素直で一生懸命仕事に取り組む姿勢が良かった。課題はありましたが,彼女なら育てていけると思いました。最初から正社員採用です。処遇は他の正社員との差はありません。その分,こちらが彼女に求めるものも高いです。

初めての障害者の雇用で配慮が必要だった点はどんなことですか?

障害への配慮よりも,基本的な社会生活を教えることが大変でした。障害があることで本人や周りの人たちも当たり前の教育を受けることを諦めてしまってきたのではないかと感じました。
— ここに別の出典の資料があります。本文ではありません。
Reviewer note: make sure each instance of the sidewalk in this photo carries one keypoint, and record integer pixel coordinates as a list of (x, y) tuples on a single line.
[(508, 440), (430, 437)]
採用当初は半分くらいしか出勤できず,4か月程その状態が続いた頃に欠勤の原因を聞くと,体調不良であるのに病院に受診せず,市販薬で対処していること,一人では不安で通院できないことが解りました。社員が病院に同行して通院し,通院出来るまで支援をしました。今では一人で通院し,休まず出勤しています。昼食についても市販弁当ではなく,ご家庭で弁当が作れるようにご家族に依頼しました。
少しずつ料理を覚え,今では毎日弁当を持参しています。金銭管理など,就労に生活の支援は切り離せません。
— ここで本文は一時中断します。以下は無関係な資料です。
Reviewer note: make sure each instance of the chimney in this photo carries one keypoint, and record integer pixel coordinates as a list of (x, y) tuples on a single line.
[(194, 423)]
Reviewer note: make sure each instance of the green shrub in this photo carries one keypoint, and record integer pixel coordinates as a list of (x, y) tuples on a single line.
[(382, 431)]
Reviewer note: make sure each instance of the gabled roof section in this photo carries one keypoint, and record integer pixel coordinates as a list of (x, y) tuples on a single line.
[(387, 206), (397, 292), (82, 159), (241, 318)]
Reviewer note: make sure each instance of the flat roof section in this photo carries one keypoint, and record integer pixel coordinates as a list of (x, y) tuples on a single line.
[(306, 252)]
私は京都中小企業家同友会に加入しており,『障害者問題委員会』に在籍しています。そこでは障害者の雇用を中心に話をしています。中小企業では経営者が社員とパートナーシップを持つことを基本としています。中小企業は常に優秀な人材不足に悩んでいるので,障害があっても必要な能力が高い人に対して,戦力として企業の中で育てていくことも必要ではないか,と委員会で常に話しています。

困った時の相談機関はどこですか?

中小企業家同友会の仲間で障害者雇用の先輩に相談していますが,その他に,会社から本人や家族に直接言いにくい本人の課題について,間接的に伝えてもらえる支援機関を持つことは,双方にとって必要だと思います。

聴覚障害の方を雇用して解ったことはありますか?

再認識したのは,コミュニケーションの大切さです。普段使っていた会話は,相手にはちゃんと伝わっていないことを知りました。10話せば4伝わる程度なんだと。彼女と働くうちに社員が今までよりも言葉を足したり,確認を加える・文書で残すなど,もう一歩踏み込んで人と会話をするようになり,社員同士が丁寧に付き合うことができるようになりました。
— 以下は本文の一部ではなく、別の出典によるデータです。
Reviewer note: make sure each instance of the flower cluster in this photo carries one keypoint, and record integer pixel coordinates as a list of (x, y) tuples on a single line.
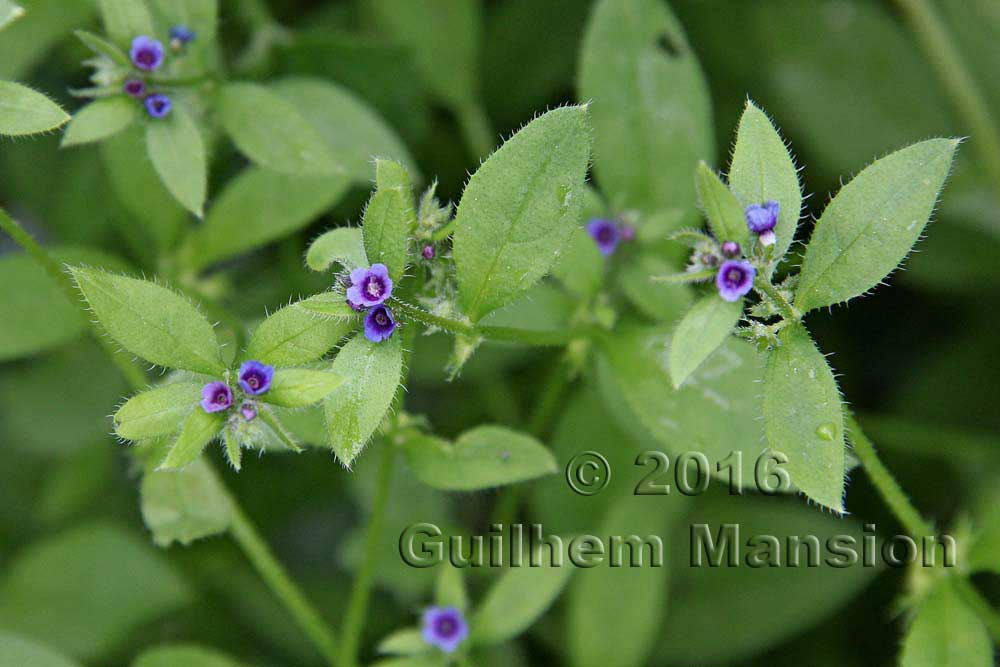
[(147, 56), (254, 379), (369, 289), (607, 234)]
手話は,仕事で必要な程度は,社員も自然に覚えていきました。それ以外は口話と筆談で伝わります。
本人にも社会に通用するように,なるべく口話で読む努力をするよう伝えています。

今後彼女に臨むこと

勉強してレベルアップしてくれることを皆で期待しています。期待する分,今まで以上に厳しく指導もしますが,がんばってついてきて欲しいですね。